Une fois la fusion entamée, les sites d'AOL attireront 117 millions de visiteurs uniques par mois aux États-Unis et 270 millions dans le monde, selon l'entreprise. Le principal défi sera de générer un flux croissant de revenus publicitaires, au fur et à mesure que les annonceurs délaisseront les médias imprimés traditionnels.

Le Huffington Post a déjà réussi à lier des alliances commerciales avec de grosses corporations, dont Coca Cola et Johnson&Johnson. L'alliance avec AOL permettra d'accélérer la cadence, espère Arianna Huffington. «C'est comme débarquer d'un train à haute vitesse pour monter à bord d'un avion supersonique», a-t-elle dit aux analystes financiers.

La transaction, finalisée avant-hier au Cowboys Stadium d'Arlington pendant le Super Bowl, a lieu après à peine un mois de pourparlers entre les deux parties. AOL allongera 300 millions en argent et le reste en actions pour mettre la main sur le site.

L'annonce survient à peine une semaine après qu'AOL eut fait état d'une baisse de 26% de ses revenus totaux au quatrième trimestre de 2010, à 596 millions US. Les recettes publicitaires des différents sites du groupe ont enregistré une chute encore plus marquée - 29% - tandis que son secteur traditionnel d'abonnements à l'internet téléphonique a continué de perdre des plumes.

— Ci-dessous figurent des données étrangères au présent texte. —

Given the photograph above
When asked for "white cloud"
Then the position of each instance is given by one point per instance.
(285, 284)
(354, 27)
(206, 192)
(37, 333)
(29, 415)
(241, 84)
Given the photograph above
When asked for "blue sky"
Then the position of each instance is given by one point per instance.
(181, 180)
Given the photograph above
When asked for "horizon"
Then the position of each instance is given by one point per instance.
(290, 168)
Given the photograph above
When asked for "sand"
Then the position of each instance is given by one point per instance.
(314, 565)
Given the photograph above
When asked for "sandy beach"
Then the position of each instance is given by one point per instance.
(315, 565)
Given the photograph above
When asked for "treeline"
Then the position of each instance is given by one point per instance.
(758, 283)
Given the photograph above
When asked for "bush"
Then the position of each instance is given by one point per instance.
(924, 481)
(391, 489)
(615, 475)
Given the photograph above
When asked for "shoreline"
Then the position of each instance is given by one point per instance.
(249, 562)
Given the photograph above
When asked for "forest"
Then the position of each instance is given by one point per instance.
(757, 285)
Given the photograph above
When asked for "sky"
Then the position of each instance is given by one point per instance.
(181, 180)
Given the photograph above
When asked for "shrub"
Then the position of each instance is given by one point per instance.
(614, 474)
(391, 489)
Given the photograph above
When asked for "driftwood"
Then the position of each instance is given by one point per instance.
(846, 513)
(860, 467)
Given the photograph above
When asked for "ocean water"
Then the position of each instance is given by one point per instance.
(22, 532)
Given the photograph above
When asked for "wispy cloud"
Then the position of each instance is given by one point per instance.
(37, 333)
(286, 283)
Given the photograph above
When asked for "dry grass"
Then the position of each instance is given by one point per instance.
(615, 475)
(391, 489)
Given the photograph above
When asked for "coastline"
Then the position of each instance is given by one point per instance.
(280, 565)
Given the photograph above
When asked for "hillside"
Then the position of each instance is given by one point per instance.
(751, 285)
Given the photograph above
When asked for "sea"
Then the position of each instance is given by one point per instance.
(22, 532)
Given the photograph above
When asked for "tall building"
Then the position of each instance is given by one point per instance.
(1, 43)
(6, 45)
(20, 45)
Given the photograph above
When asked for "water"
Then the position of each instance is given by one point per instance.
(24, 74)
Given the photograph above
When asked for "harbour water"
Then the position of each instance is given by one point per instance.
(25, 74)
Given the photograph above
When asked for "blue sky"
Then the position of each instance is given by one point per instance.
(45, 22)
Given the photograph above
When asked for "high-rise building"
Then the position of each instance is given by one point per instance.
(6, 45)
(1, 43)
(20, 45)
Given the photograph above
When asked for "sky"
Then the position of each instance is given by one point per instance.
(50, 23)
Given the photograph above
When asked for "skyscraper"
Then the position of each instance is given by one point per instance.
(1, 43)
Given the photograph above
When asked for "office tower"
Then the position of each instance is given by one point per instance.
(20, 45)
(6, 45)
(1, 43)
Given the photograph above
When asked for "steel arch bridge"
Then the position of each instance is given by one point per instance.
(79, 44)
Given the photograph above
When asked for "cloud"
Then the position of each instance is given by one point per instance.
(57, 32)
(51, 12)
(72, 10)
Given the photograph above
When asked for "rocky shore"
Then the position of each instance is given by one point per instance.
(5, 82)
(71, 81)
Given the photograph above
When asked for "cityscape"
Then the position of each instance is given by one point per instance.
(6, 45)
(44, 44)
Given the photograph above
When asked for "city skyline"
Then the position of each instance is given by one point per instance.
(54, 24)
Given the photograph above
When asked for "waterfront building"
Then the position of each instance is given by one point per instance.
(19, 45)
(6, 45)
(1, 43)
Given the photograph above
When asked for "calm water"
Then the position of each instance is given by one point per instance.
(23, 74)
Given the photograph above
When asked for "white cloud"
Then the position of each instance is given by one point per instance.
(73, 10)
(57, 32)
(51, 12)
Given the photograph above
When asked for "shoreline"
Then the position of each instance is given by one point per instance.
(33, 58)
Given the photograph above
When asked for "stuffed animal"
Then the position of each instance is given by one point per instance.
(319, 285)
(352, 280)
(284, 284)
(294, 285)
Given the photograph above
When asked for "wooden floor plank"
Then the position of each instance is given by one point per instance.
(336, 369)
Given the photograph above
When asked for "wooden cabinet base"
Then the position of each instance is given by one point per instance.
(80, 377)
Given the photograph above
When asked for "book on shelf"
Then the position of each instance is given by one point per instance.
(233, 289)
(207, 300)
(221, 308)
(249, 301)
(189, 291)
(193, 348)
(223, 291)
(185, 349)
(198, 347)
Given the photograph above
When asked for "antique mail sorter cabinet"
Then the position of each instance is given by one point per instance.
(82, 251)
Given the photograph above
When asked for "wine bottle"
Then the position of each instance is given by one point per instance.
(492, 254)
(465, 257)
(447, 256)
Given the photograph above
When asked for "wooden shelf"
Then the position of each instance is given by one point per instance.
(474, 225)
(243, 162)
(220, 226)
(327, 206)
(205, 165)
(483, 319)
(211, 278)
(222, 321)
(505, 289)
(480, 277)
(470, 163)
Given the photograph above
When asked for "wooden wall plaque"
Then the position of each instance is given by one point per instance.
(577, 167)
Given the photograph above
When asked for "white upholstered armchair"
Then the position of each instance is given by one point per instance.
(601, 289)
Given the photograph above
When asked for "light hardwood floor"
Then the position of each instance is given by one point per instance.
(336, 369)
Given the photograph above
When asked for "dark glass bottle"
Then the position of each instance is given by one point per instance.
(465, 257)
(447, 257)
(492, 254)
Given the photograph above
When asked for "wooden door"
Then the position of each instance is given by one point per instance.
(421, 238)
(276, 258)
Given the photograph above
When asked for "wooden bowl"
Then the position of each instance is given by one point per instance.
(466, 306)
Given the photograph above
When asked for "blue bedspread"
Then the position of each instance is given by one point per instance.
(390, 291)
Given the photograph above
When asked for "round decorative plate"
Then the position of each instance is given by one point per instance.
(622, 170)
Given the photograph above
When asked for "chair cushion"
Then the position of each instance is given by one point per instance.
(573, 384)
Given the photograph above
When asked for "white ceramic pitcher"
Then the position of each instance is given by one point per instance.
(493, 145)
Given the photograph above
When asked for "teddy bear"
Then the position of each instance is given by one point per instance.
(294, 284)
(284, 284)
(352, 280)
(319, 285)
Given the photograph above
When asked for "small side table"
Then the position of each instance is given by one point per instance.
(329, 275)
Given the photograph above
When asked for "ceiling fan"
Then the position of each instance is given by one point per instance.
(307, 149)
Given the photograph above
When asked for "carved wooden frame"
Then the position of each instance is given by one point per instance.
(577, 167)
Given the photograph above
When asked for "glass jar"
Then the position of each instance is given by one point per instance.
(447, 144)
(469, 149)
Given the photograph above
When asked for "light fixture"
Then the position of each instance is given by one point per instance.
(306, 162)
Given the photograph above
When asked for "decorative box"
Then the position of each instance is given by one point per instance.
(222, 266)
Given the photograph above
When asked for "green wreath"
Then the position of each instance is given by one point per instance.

Le même jour, New York Times Co., qui publie le prestigieux quotidien, annonçait une chute de 26% de ses profits en raison d'une baisse de ses recettes publicitaires et de son tirage.

Les investisseurs d'AOL ont réagi quelque peu négativement au rachat d'Huffington Post, la plus importante transaction du groupe depuis son divorce d'avec Time Warner. Le titre a perdu 3,4% hier à la Bourse de New York, à 21,19$US. L'action a reculé de près de 11% depuis le début de l'année.